Our methodological barriers were for adequately assessing dietary information which is an actual challenge in nutrition research, and the best methods for dietary collection are still unclear [39]. We noticed that obtaining dietary information on self-report carries the risk of misreporting, which could affect our results. Additionally, we know that seasonality or temporality can affect the collection of dietary information [17]; in our study, this could be modified by nutrient intake or the kind of foods and meals consumed; seasonal variation is beyond the scope of this study's assessment of consumption.

Finally, our population has mostly dietary pro-inflammation values and high BMI levels (overweight and obesity). Studies, in consequence, could be applied to multicenter locations and increased size population of T2D to explore an equilibrium of study population. Conducting studies on cohorts with lower BMI levels in comparison may lead to the discovery of more insightful correlations.

In summary, we demonstrated that there is a significant association between a profile of stress and high inflammatory values of the DII score and relationships with an unfavorable lifestyle and worse DII scores. The low values of the DII score and physical activity may play a protective role against the presence of a profile of stress. Domains of favorable lifestyle in patients with T2D were negatively correlated with individual DII scores. Stress was presented in most of the participants. The analysis presented supports our theory that a pro-inflammatory diet contributes to chronic stress; these results should be confirmed in patients with T2D in further prospective cohort studies, and future clinical trials should consider implementing and establishing strategies for nutritional therapy and anti-inflammatory patterns that might bring light to the dietary treatment of T2D.

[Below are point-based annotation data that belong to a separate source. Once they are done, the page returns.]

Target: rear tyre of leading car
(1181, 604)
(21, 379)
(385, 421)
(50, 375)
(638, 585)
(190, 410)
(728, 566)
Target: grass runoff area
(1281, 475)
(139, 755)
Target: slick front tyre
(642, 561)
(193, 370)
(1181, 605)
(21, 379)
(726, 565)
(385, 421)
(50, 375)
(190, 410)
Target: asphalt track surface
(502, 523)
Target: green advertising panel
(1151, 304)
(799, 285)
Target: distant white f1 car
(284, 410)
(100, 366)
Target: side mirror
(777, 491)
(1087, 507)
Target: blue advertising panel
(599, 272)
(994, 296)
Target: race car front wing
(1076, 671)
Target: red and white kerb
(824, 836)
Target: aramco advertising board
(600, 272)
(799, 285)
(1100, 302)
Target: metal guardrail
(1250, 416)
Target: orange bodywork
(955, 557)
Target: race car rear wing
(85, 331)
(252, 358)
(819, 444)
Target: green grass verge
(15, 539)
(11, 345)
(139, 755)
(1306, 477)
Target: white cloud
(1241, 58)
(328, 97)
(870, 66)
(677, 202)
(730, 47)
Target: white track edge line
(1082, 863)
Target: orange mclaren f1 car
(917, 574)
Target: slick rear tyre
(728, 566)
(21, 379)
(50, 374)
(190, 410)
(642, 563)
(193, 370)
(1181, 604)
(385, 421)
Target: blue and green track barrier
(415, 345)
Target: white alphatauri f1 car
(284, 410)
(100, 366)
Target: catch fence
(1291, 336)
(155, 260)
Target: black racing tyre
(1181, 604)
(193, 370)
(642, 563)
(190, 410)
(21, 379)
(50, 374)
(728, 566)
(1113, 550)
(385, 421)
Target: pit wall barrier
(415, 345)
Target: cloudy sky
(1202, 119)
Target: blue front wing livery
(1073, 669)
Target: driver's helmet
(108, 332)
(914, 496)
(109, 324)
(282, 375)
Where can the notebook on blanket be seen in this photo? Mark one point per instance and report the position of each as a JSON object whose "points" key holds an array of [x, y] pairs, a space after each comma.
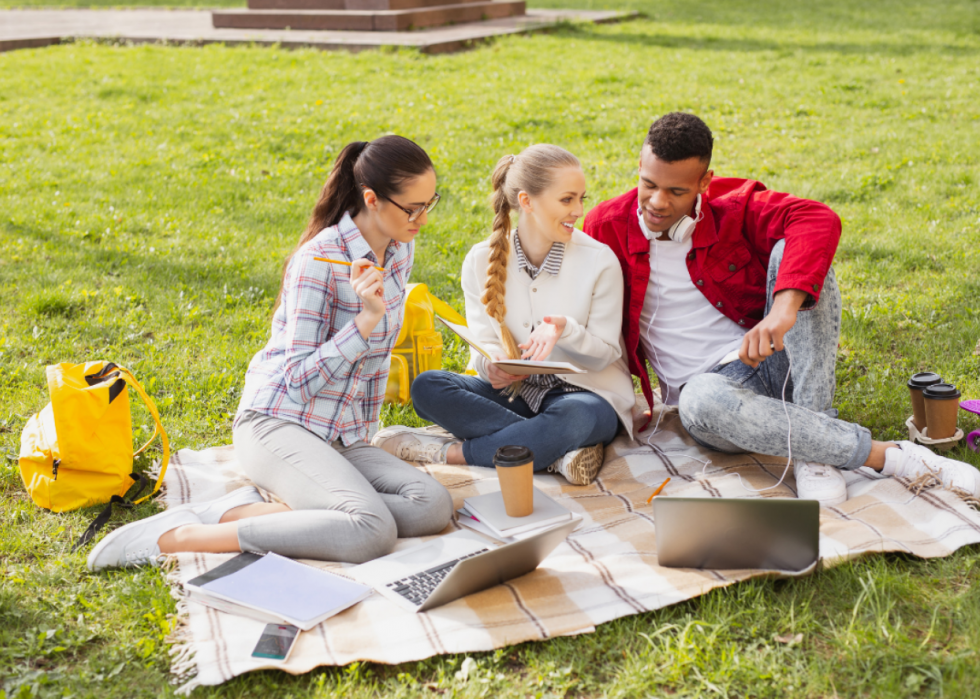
{"points": [[516, 367], [276, 589]]}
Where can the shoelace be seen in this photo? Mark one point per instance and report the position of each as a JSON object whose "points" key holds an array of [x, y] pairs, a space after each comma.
{"points": [[931, 470], [418, 452], [138, 556]]}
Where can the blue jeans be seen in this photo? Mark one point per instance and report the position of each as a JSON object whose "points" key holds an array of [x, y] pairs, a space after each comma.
{"points": [[485, 419], [735, 408]]}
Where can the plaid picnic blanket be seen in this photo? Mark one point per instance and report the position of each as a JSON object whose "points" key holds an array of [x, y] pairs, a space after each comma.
{"points": [[605, 570]]}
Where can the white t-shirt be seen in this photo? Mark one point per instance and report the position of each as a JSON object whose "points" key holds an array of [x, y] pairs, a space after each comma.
{"points": [[682, 333]]}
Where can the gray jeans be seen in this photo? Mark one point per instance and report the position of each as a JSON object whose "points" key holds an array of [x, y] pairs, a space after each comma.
{"points": [[736, 408], [349, 503]]}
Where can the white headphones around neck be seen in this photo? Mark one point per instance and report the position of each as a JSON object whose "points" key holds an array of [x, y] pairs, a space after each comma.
{"points": [[681, 231]]}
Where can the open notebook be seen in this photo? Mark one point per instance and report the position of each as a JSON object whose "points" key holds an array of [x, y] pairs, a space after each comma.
{"points": [[516, 367]]}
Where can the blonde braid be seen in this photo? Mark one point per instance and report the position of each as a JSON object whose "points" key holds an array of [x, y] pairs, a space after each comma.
{"points": [[494, 291]]}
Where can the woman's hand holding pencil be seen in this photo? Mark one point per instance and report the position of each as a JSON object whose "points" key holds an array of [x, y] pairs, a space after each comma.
{"points": [[348, 264], [369, 286]]}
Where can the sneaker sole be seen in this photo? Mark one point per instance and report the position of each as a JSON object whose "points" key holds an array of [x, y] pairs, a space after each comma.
{"points": [[586, 466]]}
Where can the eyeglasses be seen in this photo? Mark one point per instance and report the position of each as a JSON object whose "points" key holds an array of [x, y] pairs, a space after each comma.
{"points": [[415, 213]]}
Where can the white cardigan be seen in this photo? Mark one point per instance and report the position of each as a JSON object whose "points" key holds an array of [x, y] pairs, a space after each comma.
{"points": [[588, 291]]}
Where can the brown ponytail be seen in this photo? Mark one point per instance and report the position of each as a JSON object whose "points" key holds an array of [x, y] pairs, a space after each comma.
{"points": [[531, 171], [384, 165]]}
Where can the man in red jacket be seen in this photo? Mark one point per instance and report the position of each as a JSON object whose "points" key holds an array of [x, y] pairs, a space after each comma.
{"points": [[730, 295]]}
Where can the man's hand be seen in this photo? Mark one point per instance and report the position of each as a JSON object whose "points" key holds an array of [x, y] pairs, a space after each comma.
{"points": [[767, 337], [498, 377], [543, 339]]}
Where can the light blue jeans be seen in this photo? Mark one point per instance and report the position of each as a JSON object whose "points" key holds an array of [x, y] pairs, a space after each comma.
{"points": [[735, 408], [486, 419]]}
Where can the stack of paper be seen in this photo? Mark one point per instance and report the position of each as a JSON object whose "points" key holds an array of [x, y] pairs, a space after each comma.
{"points": [[276, 589], [516, 367], [486, 514]]}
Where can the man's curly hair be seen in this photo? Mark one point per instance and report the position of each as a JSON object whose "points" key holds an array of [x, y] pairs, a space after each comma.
{"points": [[679, 136]]}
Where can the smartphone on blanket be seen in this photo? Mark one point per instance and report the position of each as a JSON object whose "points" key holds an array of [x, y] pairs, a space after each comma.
{"points": [[276, 641]]}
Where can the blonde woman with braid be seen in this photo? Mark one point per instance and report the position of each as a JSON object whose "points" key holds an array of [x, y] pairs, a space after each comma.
{"points": [[542, 290]]}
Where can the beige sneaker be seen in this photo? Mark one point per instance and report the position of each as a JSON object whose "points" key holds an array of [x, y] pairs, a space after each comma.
{"points": [[423, 445], [580, 466]]}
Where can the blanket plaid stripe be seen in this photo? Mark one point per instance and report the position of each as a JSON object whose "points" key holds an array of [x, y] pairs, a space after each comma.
{"points": [[605, 570]]}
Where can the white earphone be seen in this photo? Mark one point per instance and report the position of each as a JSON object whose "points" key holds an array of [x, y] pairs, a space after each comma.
{"points": [[681, 231]]}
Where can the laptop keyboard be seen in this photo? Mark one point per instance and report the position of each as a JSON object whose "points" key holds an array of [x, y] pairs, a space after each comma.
{"points": [[417, 587]]}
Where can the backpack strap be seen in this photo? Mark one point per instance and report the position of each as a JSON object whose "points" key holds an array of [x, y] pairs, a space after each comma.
{"points": [[157, 429], [441, 308], [103, 517]]}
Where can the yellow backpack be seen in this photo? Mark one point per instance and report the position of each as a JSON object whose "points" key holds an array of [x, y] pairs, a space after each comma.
{"points": [[78, 451], [419, 345]]}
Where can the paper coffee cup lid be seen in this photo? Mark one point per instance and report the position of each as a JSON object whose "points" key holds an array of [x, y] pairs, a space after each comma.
{"points": [[512, 455], [923, 379], [941, 391]]}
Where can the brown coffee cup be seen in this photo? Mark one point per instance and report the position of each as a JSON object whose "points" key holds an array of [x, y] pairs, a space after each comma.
{"points": [[916, 384], [941, 404], [515, 471]]}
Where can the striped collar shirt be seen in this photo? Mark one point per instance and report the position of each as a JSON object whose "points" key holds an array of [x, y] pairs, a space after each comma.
{"points": [[316, 370], [536, 386], [551, 264]]}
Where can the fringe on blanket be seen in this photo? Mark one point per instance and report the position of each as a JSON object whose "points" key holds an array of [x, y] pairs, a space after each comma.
{"points": [[183, 664], [927, 481]]}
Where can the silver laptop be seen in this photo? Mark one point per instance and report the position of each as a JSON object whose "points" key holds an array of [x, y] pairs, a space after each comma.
{"points": [[458, 564], [718, 533]]}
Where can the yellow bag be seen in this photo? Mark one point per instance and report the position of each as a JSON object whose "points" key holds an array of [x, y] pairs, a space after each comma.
{"points": [[419, 345], [78, 450]]}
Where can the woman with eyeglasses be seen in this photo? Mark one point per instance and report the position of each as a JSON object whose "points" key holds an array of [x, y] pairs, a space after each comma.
{"points": [[313, 394], [542, 290]]}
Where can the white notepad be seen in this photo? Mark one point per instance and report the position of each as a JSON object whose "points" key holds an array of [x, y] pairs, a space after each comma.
{"points": [[276, 589], [515, 367], [489, 510]]}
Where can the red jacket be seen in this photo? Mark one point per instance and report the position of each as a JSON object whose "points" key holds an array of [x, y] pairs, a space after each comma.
{"points": [[729, 261]]}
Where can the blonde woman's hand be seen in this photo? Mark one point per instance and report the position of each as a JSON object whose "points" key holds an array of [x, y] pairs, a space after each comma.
{"points": [[538, 347], [498, 377], [369, 286]]}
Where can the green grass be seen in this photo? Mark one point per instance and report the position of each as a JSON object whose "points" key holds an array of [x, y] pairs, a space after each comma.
{"points": [[150, 195]]}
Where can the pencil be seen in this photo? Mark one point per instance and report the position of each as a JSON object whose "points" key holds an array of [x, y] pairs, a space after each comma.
{"points": [[657, 491], [341, 262]]}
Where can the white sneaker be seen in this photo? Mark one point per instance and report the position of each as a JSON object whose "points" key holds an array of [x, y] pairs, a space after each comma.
{"points": [[136, 543], [424, 445], [580, 466], [819, 482], [927, 468], [212, 511]]}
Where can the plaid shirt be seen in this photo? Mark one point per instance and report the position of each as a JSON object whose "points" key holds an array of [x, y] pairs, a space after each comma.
{"points": [[536, 386], [316, 369]]}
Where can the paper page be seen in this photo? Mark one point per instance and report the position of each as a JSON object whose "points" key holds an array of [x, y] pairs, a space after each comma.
{"points": [[288, 589], [517, 367]]}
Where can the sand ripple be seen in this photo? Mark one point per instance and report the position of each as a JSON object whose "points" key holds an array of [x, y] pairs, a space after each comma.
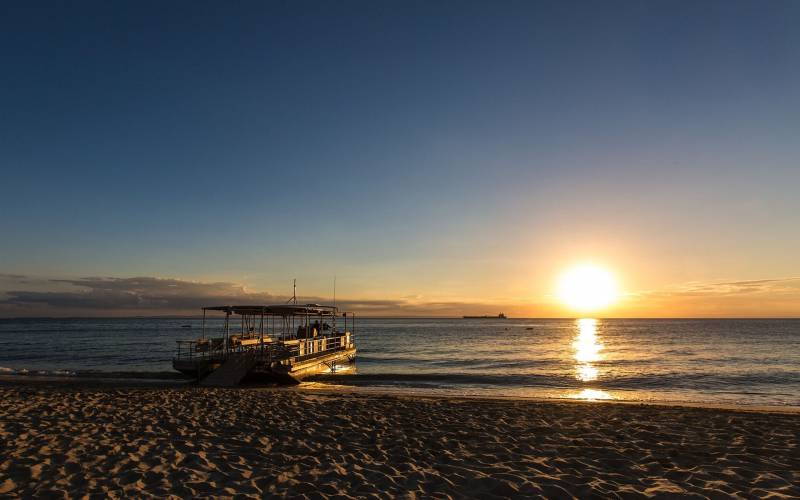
{"points": [[188, 442]]}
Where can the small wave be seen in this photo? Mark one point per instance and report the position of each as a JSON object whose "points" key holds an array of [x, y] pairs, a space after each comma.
{"points": [[24, 371]]}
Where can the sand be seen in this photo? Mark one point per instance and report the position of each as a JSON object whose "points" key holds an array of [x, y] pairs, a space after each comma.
{"points": [[69, 440]]}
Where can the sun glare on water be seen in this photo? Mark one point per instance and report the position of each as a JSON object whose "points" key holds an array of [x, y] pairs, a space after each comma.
{"points": [[587, 288]]}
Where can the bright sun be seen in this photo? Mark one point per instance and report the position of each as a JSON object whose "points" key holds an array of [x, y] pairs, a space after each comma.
{"points": [[587, 288]]}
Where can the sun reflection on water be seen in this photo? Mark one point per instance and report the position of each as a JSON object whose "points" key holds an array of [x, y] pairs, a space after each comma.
{"points": [[587, 350], [592, 395]]}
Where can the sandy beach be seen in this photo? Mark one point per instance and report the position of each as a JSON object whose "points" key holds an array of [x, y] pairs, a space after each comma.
{"points": [[75, 439]]}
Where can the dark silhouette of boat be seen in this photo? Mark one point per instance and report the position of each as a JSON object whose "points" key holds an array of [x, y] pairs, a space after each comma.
{"points": [[277, 343], [499, 316]]}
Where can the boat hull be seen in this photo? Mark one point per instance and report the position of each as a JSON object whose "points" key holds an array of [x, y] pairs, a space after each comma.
{"points": [[276, 372]]}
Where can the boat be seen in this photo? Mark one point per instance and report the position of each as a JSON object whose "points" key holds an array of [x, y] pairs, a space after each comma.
{"points": [[282, 343], [499, 316]]}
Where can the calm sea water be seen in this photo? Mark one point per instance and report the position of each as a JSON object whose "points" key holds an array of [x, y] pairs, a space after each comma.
{"points": [[745, 362]]}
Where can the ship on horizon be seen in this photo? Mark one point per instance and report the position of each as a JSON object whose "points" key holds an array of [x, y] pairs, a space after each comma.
{"points": [[486, 316]]}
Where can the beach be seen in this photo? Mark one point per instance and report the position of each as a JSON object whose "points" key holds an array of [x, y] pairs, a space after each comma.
{"points": [[68, 439]]}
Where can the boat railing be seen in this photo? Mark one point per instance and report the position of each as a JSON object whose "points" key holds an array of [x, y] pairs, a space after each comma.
{"points": [[297, 350]]}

People living with T2D in Mexico are characterized by lower consumption of anti-inflammatory and higher consumption of pro-inflammatory compounds; our study revealed that our Mexican population with T2D has scores of dietary inflammation indicative of a pro-inflammatory diet. T2D is a disease with inflammatory activity and per se causes psychological and emotional distress in persons who suffer it. The study’s clinical implications highlight the possible potential for preventing diabetes distress by evaluating the inflammatory profile and making adjustments to the consumption of pro-inflammatory compounds while promoting the intake of anti-inflammatory compounds. Anticipating solutions is necessary to innovate new strategies for nutrition therapy focusing on potential inflammatory characteristics of the diet, continuing to assess the most adequate food consumption instrument applied in adults, and promoting healthy environments is required.

Conclusion

We conclude that the use of e-Health through web-based tools to collect information on a website showed a medium rate of acceptability and offered benefits in the application as a method of dietary assessment, which requires more studies evaluating accuracy and feasibility. DII and E-DII scores qualify and labeled habitual diet in pro and anti-inflammatory terms and are associated with psychological stress in T2D.